Previous studies demonstrate that intracellular Ca2+ ([Ca2+]i ) plays a key role in metabolic disorders associated with obesity. [Ca2+]i can clearly be modulated by the calcitrophic hormone 1α, 25-dihydroxyvitamin D3 (1α, 25-(OH)2-D3), which appears to have both genomic and non-genomic action in adipocytes. 1α, 25-(OH)2-D3 modulates adipocyte Ca2+ signaling directly, resulting in an increased lipogenesis and decreased lipolysis. In addition, 1α, 25-(OH)2-D3 plays a genomic role in regulating adipocyte UCP2 expression levels, indicating that the regulation of UCP2 and the resulting increased core temperature may contribute to increased rates of energy dissipation. Accordingly, the suppression of 1α, 25-(OH)2-D3 by increasing dietary calcium attenuates adiposity by decreasing triglyceride accumulation in the adipocytes: increasing dietary calcium results in a net reduction in fat mass in the absence of caloric restriction, a marked augmentation of body weight and fat loss during energy restriction, and an inhibition of weight and fat regain after food restriction in mice.

Although these anti-obesity effects of dietary calcium are due, in part, to enhanced metabolic rate and thermogenic processes, it is also possible that a loss of adipocytes would result in a deficit cells for lipid esterification as the body recovers. Physiological doses of 1α, 25-(OH)2-D3 inhibit apoptosis in differentiated 3T3-L1 adipocytes, and the suppression of 1α, 25-(OH)2-D3 in vivo by increasing dietary calcium stimulates adipocyte apoptosis in refeeding following energy restriction in aP2 transgenic mice, indicating that the stimulation of adipocyte apoptosis contributes to adiposity reduction after high calcium diet administration. UCP2 plays a direct role in modulating adipocyte apoptosis by inducing mitochondrial potential collapse and inhibiting ATP production. Overexpression of UCP2 in adipocyte stimulates apoptosis while inhibition of mitochondrial uncoupling either by chemical inhibitor GDP or by siRNA duplexes suppresses adipocyte apoptosis. Accordingly, suppression of UCP2 by physiologically low doses of 1α, 25-(OH)2-D3, which can be induced by low dietary calcium, decreases apoptosis. Although 1α, 25-(OH)2-D3 causes dose-dependent stimulation on [Ca2+]i levels, low doses of 1α, 25-(OH)2-D3 decrease mitochondrial calcium accumulation while a high dose of 1α, 25-(OH)2-D3 induces markedly greater increase in [Ca2+]i and stimulates calcium storage in mitochondria. Bay K 8644, which is a Ca2+ ionophore and can mimic the stimulatory effect of 1α, 25-(OH)2-D3 on [Ca2+]i without exerting effects on UCP2, causes a dose-dependent increases in apoptosis and mitochondrial calcium accumulation, indicating that stimulation of pharmaceutical high dose 1α, 25-(OH)2-D3 on apoptosis is a calcium-dependent effect.

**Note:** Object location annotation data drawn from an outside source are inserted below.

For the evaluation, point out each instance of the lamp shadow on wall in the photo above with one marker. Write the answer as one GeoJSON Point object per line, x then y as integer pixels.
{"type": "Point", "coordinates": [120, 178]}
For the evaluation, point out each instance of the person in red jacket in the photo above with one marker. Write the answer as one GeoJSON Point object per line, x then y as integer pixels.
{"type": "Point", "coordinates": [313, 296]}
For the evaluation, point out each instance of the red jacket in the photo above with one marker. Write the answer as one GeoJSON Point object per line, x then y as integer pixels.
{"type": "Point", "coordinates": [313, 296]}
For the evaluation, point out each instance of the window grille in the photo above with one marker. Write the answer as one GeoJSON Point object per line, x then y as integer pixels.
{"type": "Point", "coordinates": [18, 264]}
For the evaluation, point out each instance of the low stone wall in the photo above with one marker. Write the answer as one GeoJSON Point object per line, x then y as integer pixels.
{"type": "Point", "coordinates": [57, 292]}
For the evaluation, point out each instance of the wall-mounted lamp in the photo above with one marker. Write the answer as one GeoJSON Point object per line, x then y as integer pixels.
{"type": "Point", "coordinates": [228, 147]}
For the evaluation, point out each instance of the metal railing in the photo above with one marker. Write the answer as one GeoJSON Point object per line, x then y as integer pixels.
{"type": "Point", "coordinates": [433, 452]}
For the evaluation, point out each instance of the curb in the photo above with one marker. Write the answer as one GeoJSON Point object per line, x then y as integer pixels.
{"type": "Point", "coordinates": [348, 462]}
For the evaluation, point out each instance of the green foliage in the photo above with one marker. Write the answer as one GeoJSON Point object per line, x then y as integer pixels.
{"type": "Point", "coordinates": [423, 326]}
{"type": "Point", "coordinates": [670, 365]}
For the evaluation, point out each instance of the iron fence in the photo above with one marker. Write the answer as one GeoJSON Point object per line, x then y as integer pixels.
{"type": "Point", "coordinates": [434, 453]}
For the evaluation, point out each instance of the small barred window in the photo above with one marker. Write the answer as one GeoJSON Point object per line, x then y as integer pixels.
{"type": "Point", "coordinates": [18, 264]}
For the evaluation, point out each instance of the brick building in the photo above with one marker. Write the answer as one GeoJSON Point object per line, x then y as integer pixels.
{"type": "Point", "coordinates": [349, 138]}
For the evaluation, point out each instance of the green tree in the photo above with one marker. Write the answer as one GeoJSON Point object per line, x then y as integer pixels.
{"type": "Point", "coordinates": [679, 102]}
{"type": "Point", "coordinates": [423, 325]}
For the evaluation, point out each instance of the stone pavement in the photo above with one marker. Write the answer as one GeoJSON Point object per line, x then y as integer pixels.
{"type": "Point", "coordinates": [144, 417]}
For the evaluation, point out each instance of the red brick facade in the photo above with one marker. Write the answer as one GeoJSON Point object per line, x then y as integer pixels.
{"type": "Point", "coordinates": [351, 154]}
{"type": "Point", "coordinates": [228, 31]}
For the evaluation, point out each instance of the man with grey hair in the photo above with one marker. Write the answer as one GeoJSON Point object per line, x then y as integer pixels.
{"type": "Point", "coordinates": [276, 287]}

In summary, present data support the concept that dietary calcium exerts antiobesity effects in aP2 transgenic mice under conditions of varying nutrient status. In addition, this study extended our observation that dietary calcium not only regulates adipocyte size by decreasing lipid accumulation, but also modulates adipocyte number by stimulating apoptotic death. These anti-obesity effects of dietary calcium are attributable to the up-regulation of UCP2, which stimulates energy expenditure, fat utilization and adipocyte apoptosis in white adipose tissue. Accordingly, these data indicate an important role of increasing dietary calcium in prevention and management of obesity.